ALLCoP was able to create prediction sets with specified FNR tolerances ranging from 7.5% to 30%. In a validation cohort, ALLCoP successfully reduced the FNR of the ALLIUM RNA-seq ALL subtype classifier from 8.95% to 3.5%. For patients whose subtype was not previously known, the use of ALLCoP was able to reduce the occurrence of empty predictions from 37% to 17%. Notably, up to 34% of the multiple-class prediction sets included the alt subtype, suggesting that increased prediction set size may reflect secondary aberrations and biological complexity, contributing to classifier uncertainty. Finally, ALLCoP was validated on two additional RNA-seq ALL subtype classifiers, ALLSorts and ALLCatchR.
Our results highlight the potential of CP in enhancing the use of oncologic RNA-seq subtyping classifiers and also in uncovering additional molecular aberrations of potential clinical importance.
机器学习的最新进展促使了一些分类器的开发,这些分类器利用RNA测序(RNA-seq)数据预测急性淋巴细胞白血病(ALL)的分子亚型。尽管这些模型已显示出有前景的结果,但它们往往缺乏可靠的性能保证。本研究的目的有三个:量化这些分类器的不确定性,提供控制假阴性率(FNR)的预测集,并通过将错误预测转化为不确定预测来进行隐式错误减少。
共形预测(CP)是一个与分布无关的框架,用于生成统计校准的预测集,其大小反映模型不确定性。在本研究中,我们将一种称为共形风险控制的扩展应用于三个RNA-seq ALL亚型分类器。利用来自1227例诊断时采集的患者样本的RNA-seq数据,我们开发了一个多类共形预测器ALLCoP,它生成具有统计保证的FNR控制预测集。

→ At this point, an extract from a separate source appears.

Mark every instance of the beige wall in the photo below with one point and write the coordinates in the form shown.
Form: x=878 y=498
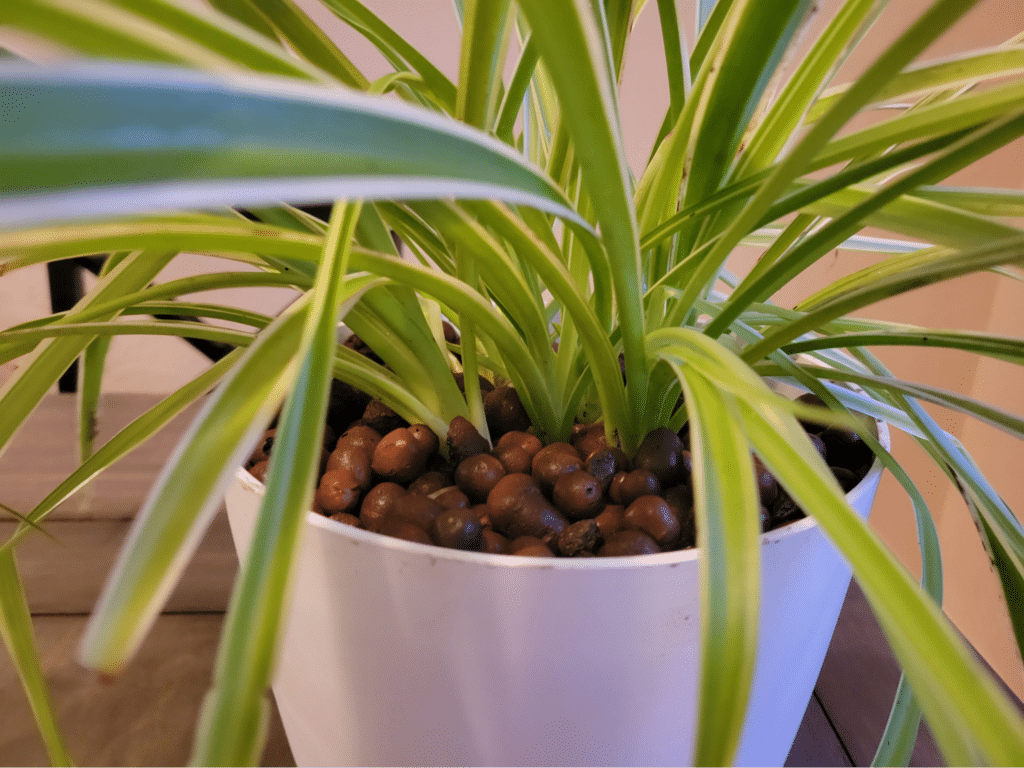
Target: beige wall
x=973 y=599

ALLCoP能够创建具有指定FNR容差范围从7.5%到30%的预测集。在一个验证队列中,ALLCoP成功地将ALLIUM RNA-seq ALL亚型分类器的FNR从8.95%降低到3.5%。对于亚型先前未知的患者,使用ALLCoP能够将空预测的发生率从37%降低到17%。值得注意的是,高达34%的多类预测集包含替代亚型,这表明预测集大小的增加可能反映了继发性畸变和生物学复杂性,导致分类器的不确定性。最后,ALLCoP在另外两个RNA-seq ALL亚型分类器ALLSorts和ALLCatchR上得到了验证。
我们的结果突出了CP在增强肿瘤RNA-seq亚型分类器应用方面的潜力,以及在揭示具有潜在临床重要性的其他分子畸变方面的潜力。